韓国の人の考え方を日本人がなかなか理解できない理由に、日本人が朝鮮戦争の悲惨さについて十分に理解していないと言うことがあるのではないか。
日本がポツダム宣言を受け入れたことによって、朝鮮がいずれ独立することは確定的になった。しかし、どういう手順でするのか、日本人は残留するかなどは不明だった。しかし、38度線を境界にソ連とアメリカが占領することになり、準備万端だったソ連は、行政権を対日パルチザンに参加しソ連で本格的な指導者としての訓練を受けた金日成が率いる人民委員会に与えた。
南部では、9月8日にアメリカ軍が上陸して軍政を始め、総督府は解体され、日本人は追放された。国連は1948年に南部だけで総選挙を実施し、日本統治時代にはほとんどアメリカにいた李承晩の支持勢力が勝利し、大韓民国の建国が宣言された。北では金日成による朝鮮民主主義人民共和国が成立した。

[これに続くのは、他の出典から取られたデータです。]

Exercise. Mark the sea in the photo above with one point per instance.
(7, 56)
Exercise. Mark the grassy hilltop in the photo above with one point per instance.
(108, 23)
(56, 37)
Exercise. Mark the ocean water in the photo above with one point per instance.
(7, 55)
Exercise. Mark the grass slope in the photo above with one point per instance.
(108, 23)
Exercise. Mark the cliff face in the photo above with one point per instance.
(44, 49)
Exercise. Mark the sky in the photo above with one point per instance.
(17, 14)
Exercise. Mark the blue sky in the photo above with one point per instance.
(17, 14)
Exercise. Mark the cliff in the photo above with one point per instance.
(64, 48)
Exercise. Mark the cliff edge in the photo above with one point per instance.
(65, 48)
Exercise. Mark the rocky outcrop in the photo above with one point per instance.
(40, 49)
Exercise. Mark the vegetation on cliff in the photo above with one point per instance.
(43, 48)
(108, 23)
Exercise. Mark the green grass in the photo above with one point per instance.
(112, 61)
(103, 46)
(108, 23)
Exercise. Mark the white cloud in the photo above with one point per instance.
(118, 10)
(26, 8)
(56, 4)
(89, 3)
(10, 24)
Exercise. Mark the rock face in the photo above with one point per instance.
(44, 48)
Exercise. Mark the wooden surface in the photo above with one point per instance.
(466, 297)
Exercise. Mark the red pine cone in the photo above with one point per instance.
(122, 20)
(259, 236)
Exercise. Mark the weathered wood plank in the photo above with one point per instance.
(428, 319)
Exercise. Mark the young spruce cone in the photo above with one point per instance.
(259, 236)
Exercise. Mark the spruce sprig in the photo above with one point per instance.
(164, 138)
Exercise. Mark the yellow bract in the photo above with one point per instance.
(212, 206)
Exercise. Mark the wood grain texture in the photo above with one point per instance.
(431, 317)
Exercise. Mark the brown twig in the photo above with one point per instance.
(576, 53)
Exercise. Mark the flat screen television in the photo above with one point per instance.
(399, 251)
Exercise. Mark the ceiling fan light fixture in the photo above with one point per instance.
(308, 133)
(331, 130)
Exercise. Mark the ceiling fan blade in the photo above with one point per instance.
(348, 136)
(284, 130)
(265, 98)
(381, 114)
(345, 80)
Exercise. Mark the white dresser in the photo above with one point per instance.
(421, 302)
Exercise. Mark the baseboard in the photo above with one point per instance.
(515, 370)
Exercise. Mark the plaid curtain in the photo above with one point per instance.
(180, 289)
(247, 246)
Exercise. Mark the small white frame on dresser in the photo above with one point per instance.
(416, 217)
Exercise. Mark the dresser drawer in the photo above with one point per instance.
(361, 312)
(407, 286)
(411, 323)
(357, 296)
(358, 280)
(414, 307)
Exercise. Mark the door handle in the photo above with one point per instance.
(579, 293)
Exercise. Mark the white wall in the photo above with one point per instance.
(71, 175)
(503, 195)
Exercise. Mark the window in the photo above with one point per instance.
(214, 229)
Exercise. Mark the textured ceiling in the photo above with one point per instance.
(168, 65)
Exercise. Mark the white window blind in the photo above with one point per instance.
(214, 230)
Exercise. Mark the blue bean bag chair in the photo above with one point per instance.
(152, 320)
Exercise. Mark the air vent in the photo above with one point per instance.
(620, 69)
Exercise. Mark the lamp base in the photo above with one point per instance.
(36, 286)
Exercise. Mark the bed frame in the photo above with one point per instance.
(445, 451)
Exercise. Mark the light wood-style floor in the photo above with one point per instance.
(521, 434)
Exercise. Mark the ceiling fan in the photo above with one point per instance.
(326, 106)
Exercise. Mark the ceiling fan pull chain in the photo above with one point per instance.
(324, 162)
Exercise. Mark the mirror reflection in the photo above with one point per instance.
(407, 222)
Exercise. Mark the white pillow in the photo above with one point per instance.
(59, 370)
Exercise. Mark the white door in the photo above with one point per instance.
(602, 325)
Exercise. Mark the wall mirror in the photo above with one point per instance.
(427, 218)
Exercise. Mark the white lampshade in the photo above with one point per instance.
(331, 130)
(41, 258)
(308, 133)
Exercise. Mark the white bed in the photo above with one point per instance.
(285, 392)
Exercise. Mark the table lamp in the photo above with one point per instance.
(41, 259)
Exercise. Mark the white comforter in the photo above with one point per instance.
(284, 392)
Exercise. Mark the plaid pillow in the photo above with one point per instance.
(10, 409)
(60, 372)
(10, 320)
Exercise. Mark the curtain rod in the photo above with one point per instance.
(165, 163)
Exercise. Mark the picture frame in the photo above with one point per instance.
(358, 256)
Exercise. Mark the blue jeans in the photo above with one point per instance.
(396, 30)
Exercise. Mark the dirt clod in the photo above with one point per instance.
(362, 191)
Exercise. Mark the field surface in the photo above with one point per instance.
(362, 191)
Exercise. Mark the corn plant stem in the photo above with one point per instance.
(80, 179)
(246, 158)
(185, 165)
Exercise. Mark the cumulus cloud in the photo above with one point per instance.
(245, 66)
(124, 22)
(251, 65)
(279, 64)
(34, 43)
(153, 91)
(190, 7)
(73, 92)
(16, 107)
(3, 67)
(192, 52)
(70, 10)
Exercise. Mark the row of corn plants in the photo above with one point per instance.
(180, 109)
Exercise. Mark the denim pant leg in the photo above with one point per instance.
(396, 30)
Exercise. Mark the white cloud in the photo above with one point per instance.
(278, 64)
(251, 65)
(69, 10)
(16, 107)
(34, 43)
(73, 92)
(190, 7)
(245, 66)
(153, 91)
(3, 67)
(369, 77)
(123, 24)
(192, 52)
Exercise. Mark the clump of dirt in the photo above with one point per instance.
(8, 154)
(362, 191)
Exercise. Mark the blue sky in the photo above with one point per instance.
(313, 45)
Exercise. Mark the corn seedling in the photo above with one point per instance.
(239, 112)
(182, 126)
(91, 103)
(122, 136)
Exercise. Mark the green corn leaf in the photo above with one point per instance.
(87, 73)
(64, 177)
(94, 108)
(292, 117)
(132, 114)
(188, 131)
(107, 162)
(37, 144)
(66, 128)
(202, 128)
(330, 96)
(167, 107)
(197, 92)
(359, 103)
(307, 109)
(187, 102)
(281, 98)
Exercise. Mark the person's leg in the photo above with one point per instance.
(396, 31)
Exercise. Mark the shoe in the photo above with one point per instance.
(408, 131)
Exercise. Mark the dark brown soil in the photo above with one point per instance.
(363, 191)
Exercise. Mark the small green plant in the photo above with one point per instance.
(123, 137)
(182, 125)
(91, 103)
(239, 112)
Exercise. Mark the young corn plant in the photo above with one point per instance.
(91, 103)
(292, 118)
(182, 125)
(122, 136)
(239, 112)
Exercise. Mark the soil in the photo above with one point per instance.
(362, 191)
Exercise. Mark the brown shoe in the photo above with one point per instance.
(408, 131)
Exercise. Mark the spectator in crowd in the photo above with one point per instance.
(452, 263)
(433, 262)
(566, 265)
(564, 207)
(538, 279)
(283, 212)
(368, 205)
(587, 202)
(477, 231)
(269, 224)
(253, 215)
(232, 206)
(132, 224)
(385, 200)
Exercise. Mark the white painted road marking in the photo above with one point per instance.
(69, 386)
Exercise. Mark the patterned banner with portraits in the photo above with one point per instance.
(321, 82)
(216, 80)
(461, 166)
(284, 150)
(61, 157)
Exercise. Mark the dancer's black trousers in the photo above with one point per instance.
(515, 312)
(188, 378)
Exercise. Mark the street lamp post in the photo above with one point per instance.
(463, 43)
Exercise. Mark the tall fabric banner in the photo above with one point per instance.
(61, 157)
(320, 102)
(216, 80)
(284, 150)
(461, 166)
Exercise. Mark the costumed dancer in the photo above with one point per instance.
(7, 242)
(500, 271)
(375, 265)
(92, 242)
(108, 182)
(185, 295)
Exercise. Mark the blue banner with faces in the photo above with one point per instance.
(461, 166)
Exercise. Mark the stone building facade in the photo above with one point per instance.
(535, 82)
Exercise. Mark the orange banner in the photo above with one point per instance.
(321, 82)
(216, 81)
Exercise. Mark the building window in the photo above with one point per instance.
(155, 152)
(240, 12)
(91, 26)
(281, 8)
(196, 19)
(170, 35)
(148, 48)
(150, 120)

日本統治を継続させて、何年後かに独立させたら、南北分断もなく豊かな国になれたのに残念だし、南北分断を日本の責任にされるいわれなどないのだから、南北分断は日本のせいだという韓国人もいるし、それに同調する頭の悪い日本人もあるが、まったく意味不明だ。
最初は、李承晩政権の評判はさんざんである一方、北朝鮮では農地改革が人気を博し順調だったので、南でも北による統一を望む人も多くいた。そこで、金日成は1950年に南進を始めてソウルを占領したので、アメリカは国連軍を創設させ管轄権をアメリカに委任させた。
一時は釜山周辺に追い詰められたが、仁川上陸作戦に成功し、鴨緑江の近くまで進出したのだが、ここに毛沢東が義勇軍というかたちで介入し、1953年に最終的に停戦し、現在の軍事境界線とするまで続いた。
この戦争での韓国・朝鮮人死者は400~500万人といわれ、人口の20%ほどである。とくに、韓国軍も北朝鮮軍も恐るべき数の民間人虐殺を行った。さらに、一説によれば1000万人近い離散家族が生じたという。国民の半数近くが何らかの形で分断されており、文在寅大統領の祖父などは北に残ったらしい。
このために、韓国では日本統治でのなんらかの意味での被害者、朝鮮戦争ののち拉致被害者(ハイジャック、漂流なども含む。韓国も拉致はやっている)などへの同情は相対的に小さい。拉致被害者だと我々は60数年も離散したままだが、拉致被害者はまだ40年だから緊急性は低いとか言った具合だし、日本人拉致被害者への同情もそれほどでもない。
そのことから、たとえば、1965年の日韓国交回復のときに、日本政府から得た資金で、徴用工にせよ、慰安婦にせよまっとうな手当をすれば、朝鮮戦争の被害者と著しいアンバランスが生じたとみられる。それも、個人への補償が不十分になった原因だ。
それは日本でも同じで、引き揚げ者への補償は十分でない。戦災や戦死、さらには農地改革がその典型だが、占領行政も含めてさまざまなかたちの戦争の被害者との均衡を無視するわけにはいかず、小出しに見舞金的なものを出してごまかすことになったのと根底は同じだ。
さらに、朝鮮戦争については、日本は朝鮮戦争特需のおかげで復興したという不満がある。たしかにそういう面もあるが、一方で、日本の後方支援がなかったら、南北は北朝鮮によって統一されていたのだからむしろ恩義があるはずといいたい。
しかし、それも、北朝鮮によって統一されていたならそのほうがよかったという人たちには、通用しないのかもしれない。
もちろん、日本でも北朝鮮の勝利を願っていた人も多いわけで、現在、韓国の主張に味方して日本国民から収奪するのを助けたい日本人は、そういうひとたちそのものだったり、その政治的、思想的継承者なのである。
さらにいえば、日本が韓国との請求権交渉で大甘の譲歩をしたには、日本に責任は皆無とはいえ、朝鮮戦争でひどい目にあった半島の人たちへの同情も背景にあったと当時の雰囲気を思い出してするし、そういうことも忘れてはいけないと思う。